Why Coding Agents Fail at ML (and How to Fix It)
- Track:
- Machine Learning, NLP and CV
- Type:
- Poster
- Level:
- intermediate
- Duration:
- 60 minutes
Abstract
Over the last year, LLM-based coding agents have matured to the point where they can autonomously navigate codebases, edit files, run tests, and iterate on solutions with minimal human input. Many Python teams have started applying these agents to machine learning projects, where the volume of repetitive experimental work makes automation appealing.
However, coding execution and ML optimization are not the same problem. In software engineering, success is often local and binary: a feature works or it does not, a bug is reproduced or fixed. In ML, code correctness is only a prerequisite. Progress is determined by measured model behavior across repeated experiments, and that measurement only happens after training and evaluation are complete. This distinction creates a coordination gap. Coding agents can generate and modify training code, but without external structure they drift over long experiment horizons. Teams encounter recurring failure modes: multiple coupled changes in a single step make results unattributable, LLMs lose context and rediscover already tested hypothesis in slightly different wording, etc.

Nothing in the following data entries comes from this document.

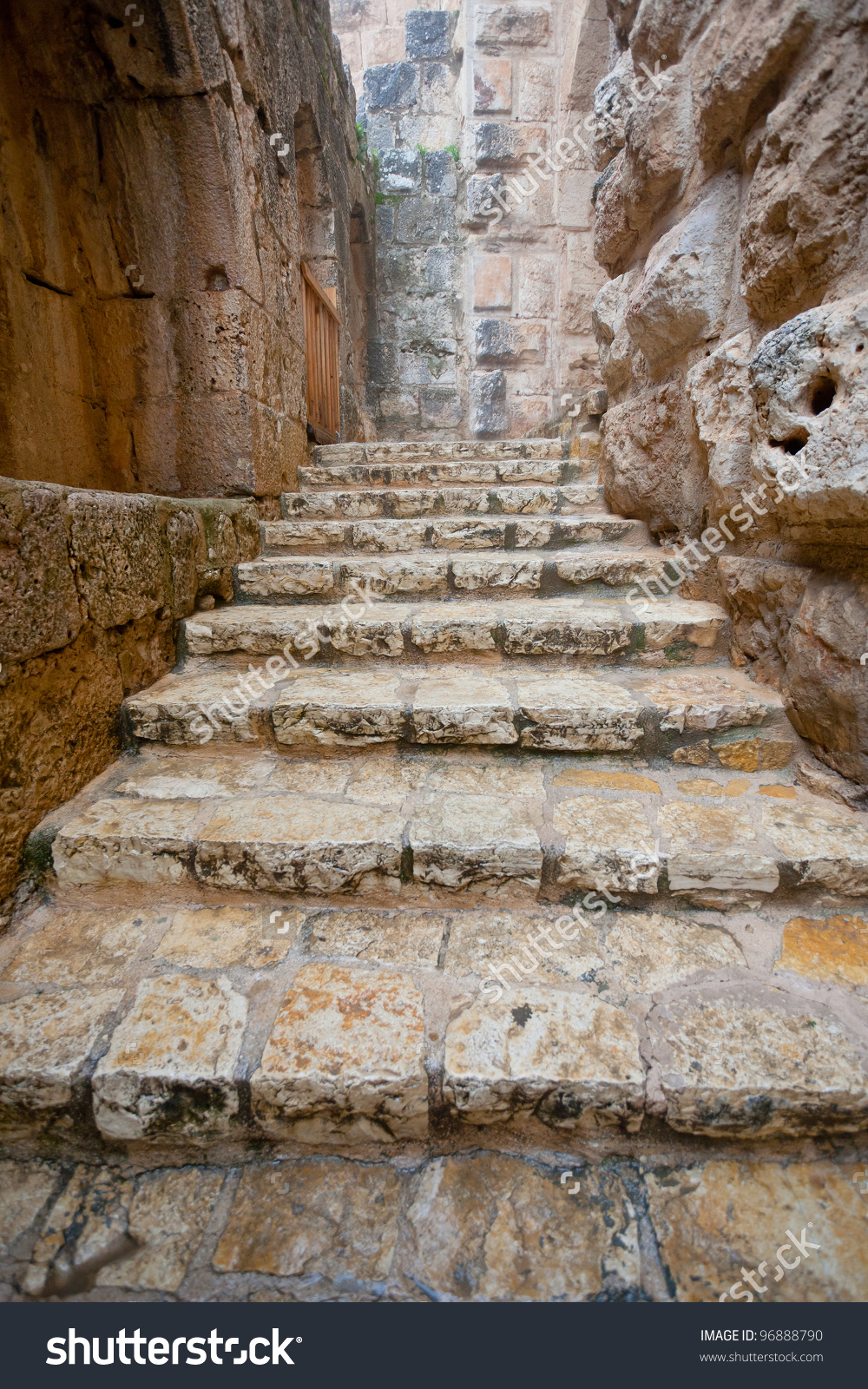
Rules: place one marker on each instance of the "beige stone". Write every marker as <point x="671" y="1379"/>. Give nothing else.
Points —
<point x="715" y="1219"/>
<point x="117" y="840"/>
<point x="339" y="710"/>
<point x="345" y="1060"/>
<point x="170" y="1070"/>
<point x="299" y="845"/>
<point x="477" y="842"/>
<point x="575" y="712"/>
<point x="463" y="708"/>
<point x="546" y="1053"/>
<point x="608" y="844"/>
<point x="495" y="1228"/>
<point x="219" y="938"/>
<point x="757" y="1063"/>
<point x="385" y="937"/>
<point x="708" y="849"/>
<point x="833" y="949"/>
<point x="326" y="1220"/>
<point x="45" y="1042"/>
<point x="825" y="845"/>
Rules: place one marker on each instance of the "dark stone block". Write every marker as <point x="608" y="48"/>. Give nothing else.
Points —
<point x="393" y="85"/>
<point x="430" y="34"/>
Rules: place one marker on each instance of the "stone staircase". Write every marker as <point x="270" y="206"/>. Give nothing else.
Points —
<point x="435" y="840"/>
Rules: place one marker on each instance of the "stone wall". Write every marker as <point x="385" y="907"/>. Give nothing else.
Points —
<point x="485" y="326"/>
<point x="733" y="155"/>
<point x="164" y="170"/>
<point x="92" y="589"/>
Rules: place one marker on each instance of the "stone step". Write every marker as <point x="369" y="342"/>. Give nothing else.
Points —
<point x="460" y="823"/>
<point x="675" y="631"/>
<point x="425" y="472"/>
<point x="167" y="1024"/>
<point x="685" y="712"/>
<point x="499" y="532"/>
<point x="462" y="451"/>
<point x="286" y="580"/>
<point x="409" y="504"/>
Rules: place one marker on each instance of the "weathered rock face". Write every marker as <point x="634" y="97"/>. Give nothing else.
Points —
<point x="163" y="180"/>
<point x="92" y="589"/>
<point x="729" y="208"/>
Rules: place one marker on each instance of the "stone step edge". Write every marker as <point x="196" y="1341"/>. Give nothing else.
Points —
<point x="332" y="578"/>
<point x="635" y="534"/>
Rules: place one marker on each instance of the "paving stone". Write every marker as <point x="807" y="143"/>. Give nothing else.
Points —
<point x="712" y="847"/>
<point x="24" y="1191"/>
<point x="608" y="844"/>
<point x="45" y="1042"/>
<point x="170" y="1070"/>
<point x="575" y="712"/>
<point x="340" y="710"/>
<point x="754" y="1062"/>
<point x="219" y="938"/>
<point x="476" y="842"/>
<point x="345" y="1060"/>
<point x="463" y="708"/>
<point x="542" y="1052"/>
<point x="833" y="949"/>
<point x="300" y="845"/>
<point x="825" y="845"/>
<point x="78" y="948"/>
<point x="385" y="937"/>
<point x="275" y="576"/>
<point x="715" y="1220"/>
<point x="326" y="1220"/>
<point x="507" y="573"/>
<point x="115" y="840"/>
<point x="495" y="1228"/>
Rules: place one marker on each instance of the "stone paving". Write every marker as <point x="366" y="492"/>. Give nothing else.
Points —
<point x="520" y="874"/>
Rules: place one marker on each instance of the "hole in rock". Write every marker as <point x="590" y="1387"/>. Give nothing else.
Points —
<point x="823" y="395"/>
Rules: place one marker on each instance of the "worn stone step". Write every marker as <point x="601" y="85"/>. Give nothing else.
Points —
<point x="675" y="631"/>
<point x="464" y="821"/>
<point x="687" y="712"/>
<point x="425" y="472"/>
<point x="406" y="504"/>
<point x="460" y="451"/>
<point x="391" y="537"/>
<point x="285" y="580"/>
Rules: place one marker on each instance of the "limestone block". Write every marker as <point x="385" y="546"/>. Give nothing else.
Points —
<point x="520" y="24"/>
<point x="345" y="1060"/>
<point x="170" y="1069"/>
<point x="564" y="629"/>
<point x="339" y="710"/>
<point x="463" y="708"/>
<point x="756" y="1062"/>
<point x="492" y="85"/>
<point x="578" y="713"/>
<point x="541" y="1052"/>
<point x="825" y="844"/>
<point x="456" y="627"/>
<point x="300" y="845"/>
<point x="476" y="842"/>
<point x="507" y="573"/>
<point x="38" y="590"/>
<point x="608" y="844"/>
<point x="713" y="847"/>
<point x="117" y="840"/>
<point x="45" y="1042"/>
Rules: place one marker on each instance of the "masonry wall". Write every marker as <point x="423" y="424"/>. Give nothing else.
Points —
<point x="733" y="332"/>
<point x="150" y="240"/>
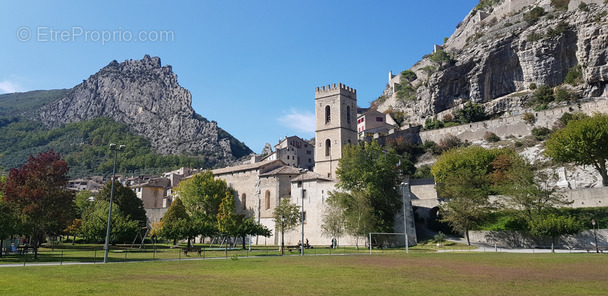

This poster presents an architecture that addresses the gap by pairing coding agents with a deterministic (non-LLM) orchestrator. The orchestrator manages experimentation as a tree search. It starts from a reproducible baseline, samples hypothesis-driven modifications constrained to a single aspect per step, evaluates each modification through a fixed entrypoint that returns multiple metrics, and decides which branches to expand or prune based on statistical evidence. Each experiment runs in an isolated git worktree, so every branch has a clean file state, an independent diff, and a separate log. An anti-repetition memory tracks previously attempted hypotheses across the tree to prevent the agent from regenerating equivalent ideas. When stopping criteria are met, an integration stage combines winning branches and evaluates the result.
This presentation is aimed at ML engineers and data scientists who have experimented with (or are considering) coding agents for their workflows. Attendees will learn how to utilize coding agents for ML tasks and structure experiments as an LLM-searchable trajectory with deterministic controls rather than a sequence of ad-hoc edits.